Feta cheese pastries with artichoke, mint and cinnamon4 comments May 23rd, 2009 | By Tobias | Category: Bread and Baking, Fish, Recipes, Starters
Dear friends of mine have invited me to cater for a Mediterranean evening on an island. The occasion is a wedding reception. Driven by my perfectionism I am trying one finger food recipe after the other. Today I have tried feta cheese pastries that satisfied me. Though they are a classical part of Greek cuisine (Tiropita) they are different enough to be interesting. The combination of the feta cheese with the mint gives the dish a summer time note. The cinnamon ads the Mediterranean flair to it.
Preparation time: 10 minutes
Baking time: 20 minutes
- 200 gram puff pastry
- 200 gram feta cheese
- 250 gram artichoke hearts, canned
- a hand full of finely chopped fresh mint
- Salt and fresh pepper
For the filling grind the cheese into a bowl. Chop the artichoke into pieces. Not too fine though. Ad the finely chopped mint and mix well. Season with pepper and salt if necessary. Usually the cheese gives enough salt to the dish.
Turn on the oven to 220 degrees centigrade.
I sue puff pastry from the super market for this recipe. Lay out a single piece of the puff pastry onto a clean surface and cut into 7 cm wide stripes. Put a full table spoon of the filling and fold the puff pastry into a triangle. Keep folding a triangle until you have used up the stripe. By now the filling will be perfectly covered by the pastry.

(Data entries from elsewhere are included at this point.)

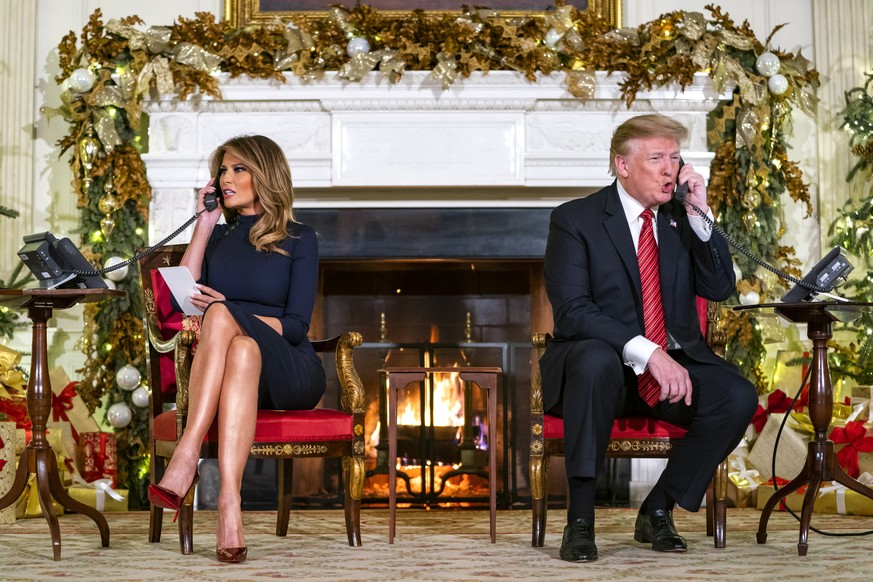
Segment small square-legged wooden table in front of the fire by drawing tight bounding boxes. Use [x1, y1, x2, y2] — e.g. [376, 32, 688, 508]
[385, 367, 502, 544]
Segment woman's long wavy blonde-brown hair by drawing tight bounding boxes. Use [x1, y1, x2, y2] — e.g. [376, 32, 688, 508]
[209, 135, 294, 255]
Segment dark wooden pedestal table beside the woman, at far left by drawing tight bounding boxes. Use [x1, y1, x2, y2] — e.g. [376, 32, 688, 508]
[0, 289, 125, 560]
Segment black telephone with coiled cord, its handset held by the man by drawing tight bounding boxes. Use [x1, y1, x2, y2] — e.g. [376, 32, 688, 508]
[673, 157, 855, 303]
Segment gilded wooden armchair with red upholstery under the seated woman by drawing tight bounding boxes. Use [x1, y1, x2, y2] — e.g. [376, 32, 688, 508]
[139, 245, 365, 554]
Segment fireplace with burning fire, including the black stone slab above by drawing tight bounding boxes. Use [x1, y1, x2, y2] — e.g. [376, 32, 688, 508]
[299, 208, 549, 507]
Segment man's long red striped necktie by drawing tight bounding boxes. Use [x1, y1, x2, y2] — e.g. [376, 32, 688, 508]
[637, 208, 667, 406]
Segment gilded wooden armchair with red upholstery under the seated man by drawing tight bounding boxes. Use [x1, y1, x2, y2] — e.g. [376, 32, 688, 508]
[530, 299, 728, 548]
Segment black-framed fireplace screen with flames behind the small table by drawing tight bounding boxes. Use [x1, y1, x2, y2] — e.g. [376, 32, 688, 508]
[362, 342, 512, 506]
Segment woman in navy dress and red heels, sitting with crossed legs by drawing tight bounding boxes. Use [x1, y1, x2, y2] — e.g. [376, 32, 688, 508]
[149, 135, 325, 562]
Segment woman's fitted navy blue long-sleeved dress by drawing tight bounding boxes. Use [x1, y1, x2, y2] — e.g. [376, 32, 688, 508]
[200, 215, 325, 410]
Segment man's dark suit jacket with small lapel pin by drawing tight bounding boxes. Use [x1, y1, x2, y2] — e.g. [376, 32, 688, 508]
[540, 182, 736, 411]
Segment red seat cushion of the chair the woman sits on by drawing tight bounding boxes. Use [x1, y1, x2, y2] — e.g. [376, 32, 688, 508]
[154, 408, 353, 443]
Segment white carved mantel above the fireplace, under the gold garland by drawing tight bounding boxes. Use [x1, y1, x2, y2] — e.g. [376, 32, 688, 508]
[143, 71, 727, 242]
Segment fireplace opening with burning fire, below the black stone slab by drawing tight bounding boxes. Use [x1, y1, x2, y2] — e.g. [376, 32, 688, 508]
[319, 260, 542, 507]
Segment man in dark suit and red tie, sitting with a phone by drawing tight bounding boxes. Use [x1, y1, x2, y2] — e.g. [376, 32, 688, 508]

Repeat this step until you have used all the filling. Place the pastries onto an oven pan and apply some egg to give it a nice colour. You might want to use baking paper, not to spoil the pan.
Bake for 10 minutes. Then reduce the heat to 200 degrees centigrade and bake for another 10 minutes.
Place pastries onto a tray to let them cool down. Powder a bit of cinnamon over the pastries.
Serve while still warm. Also tastes great when served cold.